PHOTO ABOVE: From “Cradle of Kleptocracy” by Madara Mason
I CONTAIN MULTITUDES – Madara Mason is an eclectic artist. Her work combines paper, beads, found objects, dressmaking patterns, grant rejections, prescription labels, block prints, magazine and book cutouts, and traditional media like acrylic paint and ink. Born and raised in the South, Mason moved to Alaska in 1994 and began painting the animals and plants she found in her backyard. Her work is featured through July 2018 in the Café Gallery at the UA Museum of the North.
Is there a theme to the artworks that you selected for this show? So many artists have made powerful political statements regarding women’s work, and I don’t feel I need to repeat those statements. But by the same token, in rejecting that emphasis, I might ALSO be guilty of rejecting women’s work as irrelevant. The traditions I allude to in my work are more meaningful than the generic label of women’s work: the reuse of old materials, mending the broken, using patterns to bind a community through the use of shared imagery, and constructing objects that carry the memories of a family or individual.
I also think there’s an element of landscape and flora and fauna in these works that I’m hoping won’t be overlooked. Landscapes are so often tidy recreations of a singular individual’s (often romanticized) perspective. In my experience nature isn’t tidy at all and it changes constantly, especially the landscapes you find in Fairbanks and the surrounding areas, which are often as urban as they are wild. You can’t really go on a hike or a walk or a kayak trip without coming across bits of wrappers, labels, odd trinkets with no clear purpose, pieces of tools or cars, remnants of junk mail, and the remains of the pipeline industry. Most of these paintings are my attempt to reconcile that detritus of urban life with the wild, organic forms that spring up inside of it and all around it, which would be a more honest vision of my local landscape as I see it.

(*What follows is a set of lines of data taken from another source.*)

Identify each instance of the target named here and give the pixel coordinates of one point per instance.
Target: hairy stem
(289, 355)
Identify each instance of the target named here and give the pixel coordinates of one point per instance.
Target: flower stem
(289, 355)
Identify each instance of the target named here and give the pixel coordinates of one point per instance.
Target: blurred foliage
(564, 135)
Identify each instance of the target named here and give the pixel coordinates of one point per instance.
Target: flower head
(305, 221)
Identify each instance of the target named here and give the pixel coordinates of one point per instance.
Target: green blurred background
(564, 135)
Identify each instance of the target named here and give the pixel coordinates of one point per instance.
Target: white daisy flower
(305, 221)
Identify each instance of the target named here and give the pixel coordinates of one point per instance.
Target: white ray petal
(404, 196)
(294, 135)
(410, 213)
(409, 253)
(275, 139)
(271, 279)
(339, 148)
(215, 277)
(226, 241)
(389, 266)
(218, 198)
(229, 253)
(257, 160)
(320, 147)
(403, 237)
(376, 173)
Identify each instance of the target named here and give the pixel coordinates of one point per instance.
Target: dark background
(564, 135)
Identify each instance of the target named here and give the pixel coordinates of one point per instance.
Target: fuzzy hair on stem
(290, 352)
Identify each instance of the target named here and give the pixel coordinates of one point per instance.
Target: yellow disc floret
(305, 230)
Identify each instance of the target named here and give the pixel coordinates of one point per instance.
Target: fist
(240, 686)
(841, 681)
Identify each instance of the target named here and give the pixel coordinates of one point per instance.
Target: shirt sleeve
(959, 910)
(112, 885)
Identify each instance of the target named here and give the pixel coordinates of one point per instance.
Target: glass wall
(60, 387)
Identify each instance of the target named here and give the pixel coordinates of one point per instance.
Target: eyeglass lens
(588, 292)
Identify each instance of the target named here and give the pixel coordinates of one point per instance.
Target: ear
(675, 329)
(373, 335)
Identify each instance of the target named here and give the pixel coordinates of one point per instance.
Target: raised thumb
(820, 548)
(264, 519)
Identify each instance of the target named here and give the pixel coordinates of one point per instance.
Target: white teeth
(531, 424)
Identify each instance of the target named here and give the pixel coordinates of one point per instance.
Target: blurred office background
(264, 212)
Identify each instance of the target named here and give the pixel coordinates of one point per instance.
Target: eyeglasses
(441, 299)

I guess I’m trying to hone in on the realities of all these multiple landscapes, multiple identities, multiple perspectives, and multiple methods of constructing a work of art. There’s a voice in American culture right now asking me to define myself as one thing: one race, one origin, one gender, one religion, one nationality, one political party. This is my refusal to define myself and my world in such singular terms. Like Whitman said, “I contain multitudes” and those multitudes sometimes contradict one another.